Jesús Vallin Carmen-Dreifaltigkeit in Rot: die Tänzerinnen Sophie Antoine, Sayaka Kado und Jaione Zabala.

Bejubelte Uraufführung: Goyo Montero lässt am Nürnberger Opernhaus die Verführerin Carmen auf dem eigenen Mythos tanzen

Als Symbolfigur absoluter Freiheit, die weder Liebe noch Emanzipation zur Selbstbehauptung braucht und auch den Tod als Alternative akzeptiert, ist die Verführerin Carmen sogar aus folkloristischen Opern-Aufführungen bekannt. Für den Spanier Goyo Montero, der das Nürnberger Ballett mit einer Serie von effektgeladenen Stücken im öffentlichen Bewusstsein neu positioniert hat, bedeutet das mehr als Brüderschaft von Mythos und Klischee.

Der Choreograph stößt in der Uraufführung seines Tanz-Stückes „Carmen“, das auf Rodion Shchedrins schlagfertig pointierte Variation der populären Bizet-Musik und den als Prellbock eingepflockten Urknall des Flamenco setzt, durch die Kolportage-Oberfläche in dunkle Tiefen des Unterbewusstseins. Was er dabei findet, ist ein dekoratives Wurzelwerk knorriger Tradition, aus dem über einer Fülle von Psycho-Porträts und Revue-Ästhetik vor allem eins wuchert: Große Oper. Der Opfer-Marsch ins Mausoleum, mit dem die Aufführung pathetisch endet, ist kolossaler Kitsch - also sehr wirkungsvoll. Lang anhaltender Jubel war die Quittung.

Es geht nicht um erotische Anekdoten, wenn diese Carmen die Männer verwirrt. Goyo Montero macht aus der Figur ein Prinzip, indem er sie teilt. Über den drei Tänzerinnen im herausfordernd roten Kleid (Sophie Antoine, Sayaka Kado und die scheinbar immer wieder aus Almódóvar-Filmen grüßende Jaione Zabala) schwebt wie auf einem Walkürenfelsen die Flamenco-Solistin Esther Jurado als Urmutter-Ikone herbei. Sie stoppt den geschmeidigen Fluss von Klang und Spiel, setzt die Melancholie als Signal für schlummernde Gefühlsgewalt.

Trophäe für die Amazonen

Zu Beginn hatten drei Sängerinnen mit der opernoriginalen Karten-Szene („Karo Pik - der Tod“) gleich den Ton angestimmt. Die Carmen-Dreifaltigkeit geht auf Raubzug in eine Macho-Welt, der sie schon als Einzel-Person das Fürchten lehrte. Bei Montero mutiert sie zur sechsarmigen Krake, bedrohlich in jeder verführerischen Bewegung.
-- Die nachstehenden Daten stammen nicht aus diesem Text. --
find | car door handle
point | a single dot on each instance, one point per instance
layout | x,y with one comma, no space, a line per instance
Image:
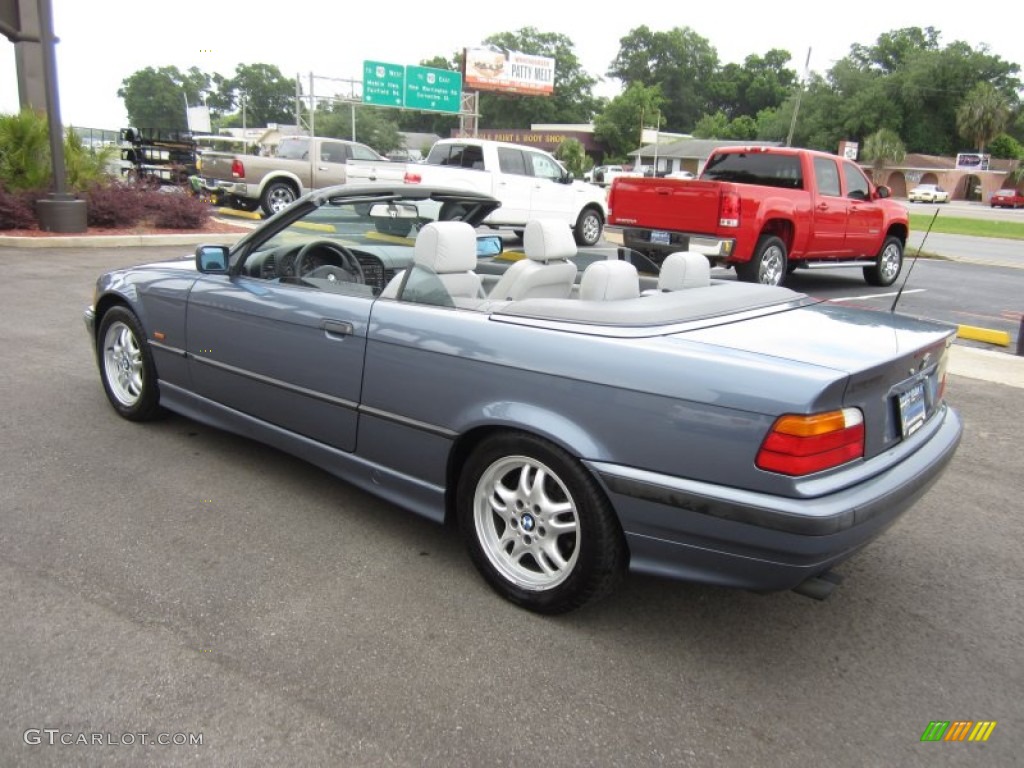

Selbst der pomadisierte Torero Escamillo, den Saúl Vega in großer Pose mit irritiertem Blick spielt, verkümmert da zum Wanderpokal. Eine Trophäe für die Jagdlust des Amazonen-Kollektivs.

Die wahre Auseinandersetzung führt Don José, der schüchterne Junge in den Fängen eines nie für möglich gehaltenen Gefühls. Für Max Zachrisson wagt Choreograph Montero die weiteste Distanz von allen Erwartungen. Dieser blonde José, dem der Arien-Trost der braven Michaela weggestrichen ist, sucht vergeblich den Zugang zur anderen Welt, die seine Träume abstößt. Es ist als Kristallisationspunkt vieler Sehnsüchte die eigentliche Hauptfigur der Aufführung, die ihren Schöpfer zu den anrührendsten Szenen, zu den gefühlvollsten Pas de deux-Erfindungen anregt. In den 17 Szenen, die ansonsten ganz sachlich übertitelt sind, taucht der Begriff „Wunde“ als metaphysische Zustandsbeschreibung des zurückgestoßenen Verlierers auf. Wunden gibt es immer wieder, will Montero mit der vierfachen Wiederkehr des Reizworts wohl sagen, solange Verhältnisse nicht zu klären sind.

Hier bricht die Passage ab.